Dosage of pomegranate preparations was also assessed. CTs evaluating pomegranate products in patients with prostate cancer used different products at different dosages over different time periods. In two observational studies, positive effects included increased PSA doubling time. In two placebo-controlled trials, no differences were seen after four weeks in active or placebo groups; study duration was perhaps too short. One of these, a phase IIb, double-blinded, randomized, placebo-controlled trial in patients with confirmed prostate cancer, used a product with only 5% the amount of pomegranate's active principle as that of products investigated in other trials.
In their analysis of 19 pomegranate products, the quantity and spectrum of phenolic ingredients varied widely, partly depending on relative ripeness of fruit used. Commercial processing causes losses in phenolic compounds, with heat and light being the main culprits. Enzymes, co-pigments, sugars, and pH affect anthocyanin stability in juices.
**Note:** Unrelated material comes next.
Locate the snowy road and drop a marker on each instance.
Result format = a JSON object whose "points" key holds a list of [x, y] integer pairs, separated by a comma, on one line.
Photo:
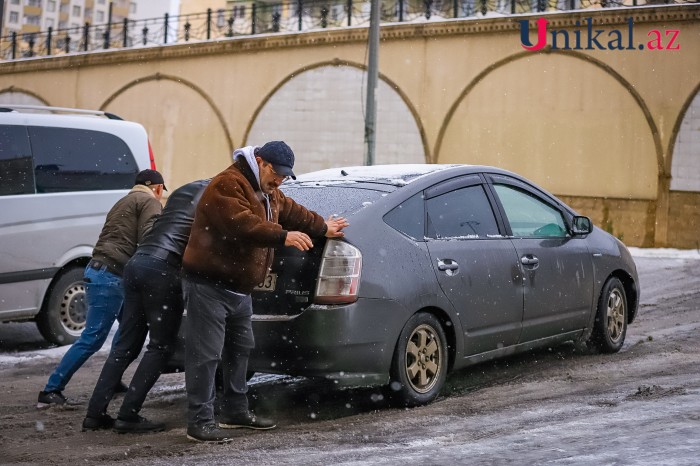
{"points": [[557, 406]]}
The authors critique the use of photometry alone to assess coactive ingredients, as photometry "overestimate[s] the true polyphenol content by detecting all polyphenolic or antioxidative compounds regardless of their clinical activity." In a similar situation involving cranberry (Vaccinium macrocarpon, Ericaceae) products, high-performance liquid chromatography (HPLC) assessment has provided benchmark doses to prevent urinary tract infections; the authors suggest that this method be used as well to determine and list punicalagin, ellagic acid, and anthocyanin content on pomegranate product labels along with photometric estimates of total polyphenols, and that a benchmark be established for prostate cancer treatment. Of products tested, "only a limited number … were believably authentic." Lacking more definitive research on pomegranate compounds that exert an anticancer effect and better regulatory guidance, consumers have little chance of choosing an effective anticancer pomegranate product. The article would have benefited from more information on adulteration and nutraceutical fraud.